From a communications perspective, I’ll share an observation that fire in the West is a lot like toxic algae in the Midwest. It is predictable and unpredictable at the same time. It’s predictable because we know there will be huge fires. But we don’t know where. You just hope it doesn’t happen in places with a lot of people.
So there are two things to share. One, if we can prepare in advance, that’s always much much better. We have time to do so since it is April! But we have to connect the dots on climate change, changing water regimes, forest health, public health and wildfires in the way we want them connected. And that means getting clear on the recommended fixes now, not later. What do we want land managers and policymakers to do, specifically. What successes can we point to? We should have some ready-made stewardship success stories that show how much more protected communities can be when they engage in these kinds of restoration and protection.
But we can’t talk about that when the wildfires are burning and people are dying. We need to talk about it now, and after the flames have been doused. We need to have plans and materials for that.
We also need to be strategic about when to bring together for a conversation on solutions. How do you foster dialogue? Not right after a utility wire sets a wildfire. Not when a city can’t treat its water because of the volume of ash and toxins.
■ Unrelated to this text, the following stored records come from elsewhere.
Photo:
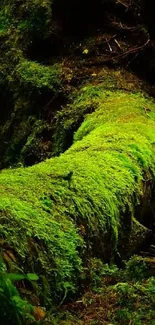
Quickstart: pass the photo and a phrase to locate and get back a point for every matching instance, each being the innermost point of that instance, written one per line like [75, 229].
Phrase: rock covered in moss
[67, 209]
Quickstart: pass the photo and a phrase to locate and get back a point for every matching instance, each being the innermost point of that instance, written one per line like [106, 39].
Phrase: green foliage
[13, 309]
[135, 302]
[97, 271]
[136, 268]
[70, 202]
[33, 75]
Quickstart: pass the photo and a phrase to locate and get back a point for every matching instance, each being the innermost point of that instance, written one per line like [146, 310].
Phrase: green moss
[47, 209]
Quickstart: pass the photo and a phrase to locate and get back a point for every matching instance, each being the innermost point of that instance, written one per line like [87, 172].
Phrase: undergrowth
[58, 213]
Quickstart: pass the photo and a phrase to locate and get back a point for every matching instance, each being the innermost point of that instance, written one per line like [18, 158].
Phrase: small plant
[14, 310]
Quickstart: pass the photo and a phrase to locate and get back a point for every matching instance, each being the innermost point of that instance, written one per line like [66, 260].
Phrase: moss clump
[87, 193]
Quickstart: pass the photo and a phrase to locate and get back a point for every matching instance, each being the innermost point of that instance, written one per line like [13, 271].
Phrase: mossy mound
[59, 213]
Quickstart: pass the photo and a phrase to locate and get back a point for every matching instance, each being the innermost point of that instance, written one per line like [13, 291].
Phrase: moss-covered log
[57, 214]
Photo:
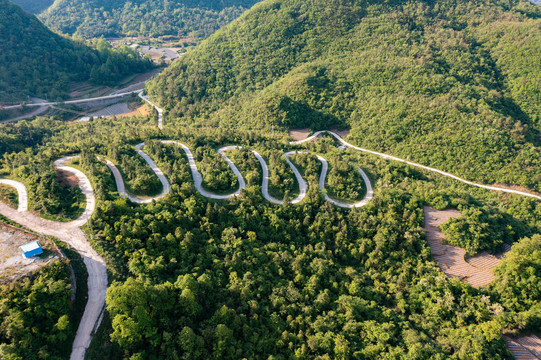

So in a way those conversations are a lot more about policy than about communications, and they need to happen both earlier and later. And they need to be focused on very specific calls to action.
Those of us in the environmental sector also need to be very aware of not talking about fire as a natural phenomenon that people must get used to. That has really hurt us in the past. And these fires are not “natural” in that they are happening because of a vortex of really unnatural causes piling up on each other.
So really planning ahead, creating the materials, having the policy solutions at the ready. Let’s do that now and be prepared.
You can find tools and tips on the Carpe Diem West website:
Scott Miller is the Executive Director of Resource Media and a Carpe Diem West Board Member.
Scott spent 23 years as a television reporter, 16 of them covering the environment. As the media changed, he felt a need to work towards a broader impact, which brought him to lead Resource Media in 2002. Here he has learned the value of working across issue silos and building real, non-transactional relationships with communities outside the deep green base. In 2009 Scott joined the Russell Family Foundation where he helped review and refocus environmental grantmaking. He rejoined Resource Media as President in 2012.